“No? Then it won’t hurt to try.”
When panic washes over me, it’s Dad who pulls me into a hug.
“You’ve got this, sweetheart,” he says. “We’ll be fine.”
I open my mouth to protest. But he’s right. They will be fine without me. They raised me and launched me into the world a decade ago. We might live less than an hour’s drive apart, but that doesn’t mean I see them every day or even every week. As close as we are, most of that closeness these days is in our hearts and thoughts. There are phone calls and texts, but I live my life and they live theirs, and I’m not a vital part of theirs the way I was when we all lived under the same roof.
They have each other, and they will be fine.
Are they right then? That it’s time for me to chase my own dreams? I feel as if I’ve been doing that ever since I left home, but I hadn’t been chasing dreams. I’d been pursuing goals.
What do I want?
Everything. I want that damned magical door so I can come and go as I please. To live in 1869 Victorian Scotland and still be able to visit my parents and, if it doesn’t work out there, to come home again.
I want the safety net, and that’s not an option.
So do I stay where it’s safe? Or do I jump anyway, knowing I leave behind part of myself?
“You want this,” Mom says, taking my face between her hands and meeting my eyes. “Don’t you dare pretend otherwise. You want this, and we want you to have it.”
I throw myself into her arms. They both hug me, and we stay there, and it is like being back at Nan’s bedside. If I cross over—now or some other time—I might never see them again, and there is so much I want them to know.

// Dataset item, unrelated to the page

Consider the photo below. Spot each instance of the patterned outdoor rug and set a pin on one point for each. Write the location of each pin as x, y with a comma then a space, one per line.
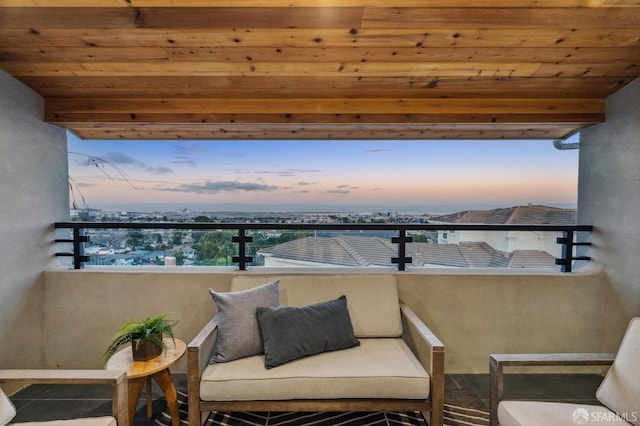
462, 408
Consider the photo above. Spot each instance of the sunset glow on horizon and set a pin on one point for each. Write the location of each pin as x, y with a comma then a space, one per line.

I tell them how much I love them and how much this is going to hurt. They tell me how proud they are of me, how glad they are that I found my place in the world, how much they will miss me and look forward to the updates.
Mom also, being my mother, hits the practical notes. They presume I’ll lapse into another coma, but they’ll be sure I’m cared for, because who knows what would happen if the plug was pulled, though she doesn’t say that, of course. They’ll look after telling my department and friends what happened—well, that I lapsed back into a coma, not the truth.

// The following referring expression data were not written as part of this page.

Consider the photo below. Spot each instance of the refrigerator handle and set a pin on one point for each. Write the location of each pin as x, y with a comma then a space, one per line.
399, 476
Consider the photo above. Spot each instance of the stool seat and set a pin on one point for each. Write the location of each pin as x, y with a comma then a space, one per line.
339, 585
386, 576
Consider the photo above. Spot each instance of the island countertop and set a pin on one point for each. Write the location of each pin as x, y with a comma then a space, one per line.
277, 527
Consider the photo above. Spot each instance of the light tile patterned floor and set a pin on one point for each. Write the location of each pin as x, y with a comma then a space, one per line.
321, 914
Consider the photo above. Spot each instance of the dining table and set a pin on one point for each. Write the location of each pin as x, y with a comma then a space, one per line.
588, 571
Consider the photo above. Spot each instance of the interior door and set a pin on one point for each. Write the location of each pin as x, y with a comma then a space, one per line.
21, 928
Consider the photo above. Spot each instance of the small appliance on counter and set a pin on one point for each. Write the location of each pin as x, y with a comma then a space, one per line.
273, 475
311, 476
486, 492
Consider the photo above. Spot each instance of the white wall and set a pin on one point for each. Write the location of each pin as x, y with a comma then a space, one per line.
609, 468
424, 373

Then Mom takes me by the shoulders and says, “Go,” and gives me the softest push. I feel her hands on my shoulders and Dad’s hand locked in mine and then I let go. I walk toward that bed with my gaze fixed on Catriona.
No, with my gaze fixed on me. I am lying in that bed. I don’t know where Catriona has gone, but she’s not there. That’s me. I step up to the bedside, reach forward to touch my cheek, lying in that bed and—
And I gasp, disoriented and flailing, as if I’ve woken in a strange place.
As if I’ve fallen through time.
THIRTY-THREE
I jerk upright, gaze flying to where my parents had been standing moments ago. There’s no one there. Just a dimly lit room… and the patter of snow against the window glass.
I follow the sound to see the snow, and to feel the chill of November and the dry heat of coal, the smell of it acrid and familiar.
I lift my hands. They’re smoother, younger, and yet as familiar as my own. Because they are my own. My own in this world.
The room is silent, and that stops me dead. I’d seen Gray by my bed. Was I imagining that? I turn slowly and inhale sharply as I see him on his feet and staring at me, his expression so guarded that something in me crumples.
Yes, he’d been by my bedside, but he was just watching over a patient, and if some romantic corner of my soul hoped otherwise, here’s the truth of it, in his expression, which is hardly any expression at all.
“Dun—” I swallow. “Dr. Gray.”
If there was any light in his eyes, it fades now as his shoulders slump.
“Catriona,” he says.
“What?” I stare at him, blinking. Then comprehension hits. “No, it’s me. Mallory.”
I try for a smile, but it falters as I realize the enormity of what I’ve done. I once took weeks to decide between two condos, knowing once I made the choice, it would be difficult to reverse. Now I’ve made a decision that is almost certainly irreversible, one that affects my entire life, and I just… did it. Part of me had been so certain it wouldn’t work that the choice seemed more symbolic than real.
The voice in my head isn’t screaming that I left my real life behind. It’s screaming that I took an unbelievable leap of faith in presuming I had a life here. Presuming my home and my job were more than temporary arrangements for a stranded traveler.